Google Pixel: A Sign of Google’s Shift Towards Consumer Hardware

By Niranjan Senthilkumar ’20

google-pixelLast Tuesday, Google hosted its highly anticipated hardware-themed event in San Francisco, where it revealed a range of new and exciting hardware products in a move that CEO Sundar Pichai states “to blend new software and hardware together.” The headline of this event was the unveiling of Google’s new line of phones: Google Pixel, which many people are saying is a move that puts Google in head-on competition with Samsung and Apple in the premium smartphone market.

The new line of phones come in two sizes, Google Pixel and Google Pixel XL, and hosts a significant number of features that VP of Product Management Brian Rakowski states, “will set Google apart from the competition.” These features include a new built-in assistant “Google Assistant,” a 12-megapixel camera capable of 4K video, unlimited storage, a new battery that can charge 7 hours in 15 minutes, and the first smartphone compatible with VR.

The unveiling of Google Pixel follows Google’s decision to kill off its line of Nexus phones, a move that highlights Google’s move to have Pixel as the head brand name of its mobile division. According to a spokesperson at Google, they have “no plans to ever make another Nexus product,” a move that marks a shift in Google’s mobile division from a small but enthusiastic developer community (Project ARYA) to a leap towards head-to-head competition with Microsoft, Samsung, and Apple.

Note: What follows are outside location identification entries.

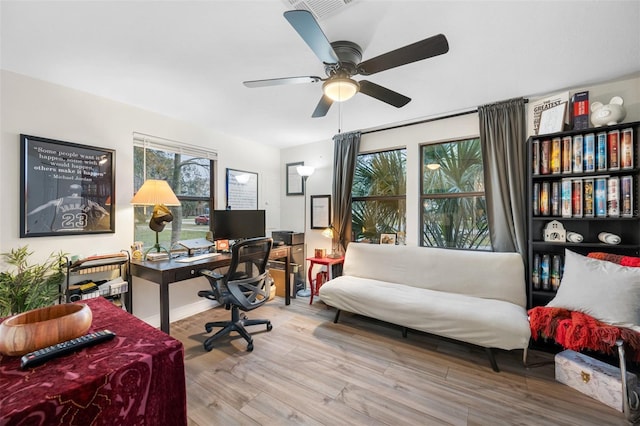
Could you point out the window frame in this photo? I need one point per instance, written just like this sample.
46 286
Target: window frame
423 196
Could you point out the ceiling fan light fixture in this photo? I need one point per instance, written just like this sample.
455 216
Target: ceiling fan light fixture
340 89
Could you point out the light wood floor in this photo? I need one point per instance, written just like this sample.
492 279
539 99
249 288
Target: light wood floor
308 370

Google Pixel, however, is not meant to be only about Google’s dive into the premium smartphone market. Along with Pixel, a slew of hardware revealed at Google’s hardware event shows a clear move towards a branding of their own line of products. In the past, Google has had some success and failures with the hardware market, including popular products like Google Chromecast, and not-so-popular products such as Google Glass. It is clear from this hardware event that Google aims to vertically integrate its software and hardware and create an experience that is unique to Google in the same way Apple has its own “experience.”

Such a move, however, will be hard to replicate, including many mixed reactions and criticism about Google Pixel. Besides the high pricing of Google Pixel starting at $649, its very similar look and feel to Apple’s line of iPhones, and only being available to Verizon carriers, many people are skeptical of whether or not Google Pixel will bring anything new to the “smartphone table.” Google states that it aims to differentiate itself with its user experience and software, a bet that many people aren’t too keen on taking.

Nevertheless, it will be interesting to see how Google moves forward with Google Pixel and its new line of hardware. The new endeavor leaves little room for error on Google’s part, but only time will tell whether or not Google will be able to again try and establish a presence in the consumer hardware market.